El domingo 14 de mayo una masiva manifestación volvía a recorrer las calles de Altsasu para exigir, una vez más, la puesta en libertad de los tres jóvenes que llevan ya casi 200 días en la cárcel por una trifulca de bar, por la que se les acusa de terrorismo ya que en ella estaban involucrados dos guardias civiles. En un comunicado, los organizadores de la manifestación califican las detenciones como un montaje policial y denuncian que, tras medio año, los jóvenes siguen detenidos bajo un régimen penitenciario inhumano. Poco antes de que comenzara la movilización, la Guardia Civil había instalado varios controles “antiterroristas” en los alrededores de esta localidad, una de las más militarizadas de Europa.

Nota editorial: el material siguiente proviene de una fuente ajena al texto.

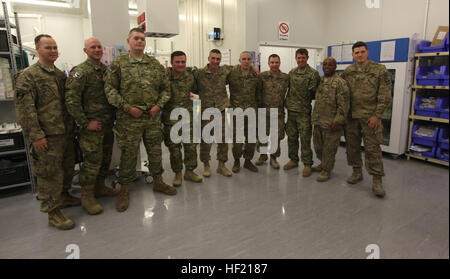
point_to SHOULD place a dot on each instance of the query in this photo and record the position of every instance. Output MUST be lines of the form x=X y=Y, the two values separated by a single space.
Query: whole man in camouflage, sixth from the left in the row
x=244 y=82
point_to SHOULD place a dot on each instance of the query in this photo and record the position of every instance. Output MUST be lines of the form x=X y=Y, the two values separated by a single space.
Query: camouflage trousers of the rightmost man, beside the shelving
x=355 y=129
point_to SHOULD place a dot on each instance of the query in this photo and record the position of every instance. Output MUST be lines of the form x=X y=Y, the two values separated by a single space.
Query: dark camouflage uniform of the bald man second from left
x=86 y=101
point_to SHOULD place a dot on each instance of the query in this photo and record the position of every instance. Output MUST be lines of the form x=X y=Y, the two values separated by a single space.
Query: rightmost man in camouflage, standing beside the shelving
x=370 y=95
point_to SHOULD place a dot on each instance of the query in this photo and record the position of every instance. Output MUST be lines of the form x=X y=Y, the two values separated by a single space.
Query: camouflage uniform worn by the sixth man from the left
x=243 y=94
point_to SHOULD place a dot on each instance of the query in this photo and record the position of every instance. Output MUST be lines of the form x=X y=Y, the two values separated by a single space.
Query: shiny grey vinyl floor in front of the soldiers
x=271 y=214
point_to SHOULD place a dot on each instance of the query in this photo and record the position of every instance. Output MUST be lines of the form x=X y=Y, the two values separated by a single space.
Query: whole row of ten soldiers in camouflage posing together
x=132 y=100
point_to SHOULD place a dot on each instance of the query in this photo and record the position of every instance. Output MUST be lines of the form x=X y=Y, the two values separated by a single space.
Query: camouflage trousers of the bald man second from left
x=97 y=151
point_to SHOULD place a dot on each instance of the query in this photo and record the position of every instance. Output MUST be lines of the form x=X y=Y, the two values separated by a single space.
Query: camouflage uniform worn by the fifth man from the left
x=211 y=88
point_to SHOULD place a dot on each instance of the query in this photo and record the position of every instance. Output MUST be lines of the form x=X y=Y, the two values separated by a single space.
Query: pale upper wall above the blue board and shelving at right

Los familiares, agrupados en la plataforma Altsasu Gurasoak, se volvieron a concentrar el miércoles 16, en el Paseo Sarasate de Pamplona, para criticar la “inapropiada y desmesurada calificación jurídica de los hechos como terrorismo” y para reprochar que la Audiencia Nacional siga haciendo caso omiso al requerimiento de la Audiencia de Navarra en el que afirma que “no es posible concluir que en los hechos denunciados existan indicios de la comisión de un presunto delito de terrorismo” y han pedido la “vuelta del conocimiento del caso a la Audiencia de Navarra”. También han reivindicado que “imperen los principios de proporcionalidad, justicia y equidad” y la libertad de los tres jóvenes, “que llevan más de seis meses encarcelados a casi 400 kilómetros de sus casa y en régimen FIES”, un severo sistema penitenciario que se aplica contra los “terroristas”.

El Gobierno incumple la ley al mantenerlos en prisión

De hecho, si se hubiese cumplido la ley, los jóvenes deberían estar ya en la calle. El 24 de marzo, la Audiencia de Navarra rechazó las acusaciones de terrorismo y pidió que el caso fuese nuevamente enviado al juzgado de Pamplona, lo que implicaría que fuesen juzgados por delitos notoriamente menores. Este conflicto de competencias debe ser resuelto por el Tribunal Supremo. Mientras, la Audiencia Nacional está obligada a paralizar el proceso, lo que propiciaría la puesta en libertad condicional de los tres jóvenes. Finalmente, el 1 de junio, el Supremo ha resuelto que sean juzgados en la Audiencia Nacional por “terrorismo”. Las penas pueden llegar hasta los 15 años de prisión.

La Audiencia de Navarra ha señalado en su auto que para que haya delito de terrorismo se exige la concurrencia objetiva de dos requisitos. El primero, que se trate de un delito grave y que, en todo caso, se lleve a cabo con la finalidad de subvertir, desestabilizar, alterar el orden gravemente, provocar un estado de terror, etc. Como destaca el dossier que publicó Altsa­su Gurasoak: “En el Derecho Penal es unánime la posición de los juristas sobre que la vulneración del principio de proporcionalidad pone en riesgo el principio de legalidad”. Como argumentaba el juez Martín Pallín en una entrevista en Público hablando sobre este caso: “Yo considero que aquí se ha quebrantado el principio de proporcionalidad y no encaja dentro del principio de legalidad. Me parece una decisión desorbitada y fuera de la realidad social”.

Es decir, que deberían estar fuera de la cárcel, a la espera del juicio y no en la cárcel de Soto del Real, lejos de su familia y amigos. Sin embargo, éstos, fruto del brutal atropello a los derechos democráticos más elementales por parte de este gobierno corrupto y cada vez más autoritario, han tenido que recorrer más de 90.000 kilómetros y gastarse 37.000 euros en todo este tiempo para poder ver a los jóvenes.

Este montaje judicial y mediático se inscribe dentro de la escalada represiva contra los derechos democráticos que el PP impulsa desde que llegó al gobierno en 2011. Según los propios datos del Ministerio del Interior, en los primeros siete meses desde que entrara en vigor la Ley Mordaza se quintuplicaron los juicios por “enaltecimiento del terrorismo”, por comentarios irónicos en Twitter, como el escandaloso caso de la joven Cassandra recientemente condenada a un año de cárcel por hacer chistes sobre Carrero Blanco.

Desde Izquierda Revolucionaria denunciamos el montaje de Altsasu, exigimos la inmediata puesta en libertad de los detenidos y la retirada de los cargos de terrorismo. A la vez, exigimos la derogación de la Ley Mordaza y la retirada de todas las modificaciones represivas introducidas en el Código Penal. Hay que vincular la lucha contra la represión a la movilización general para recuperar los derechos democráticos, laborales y sociales que nos están arrebatando.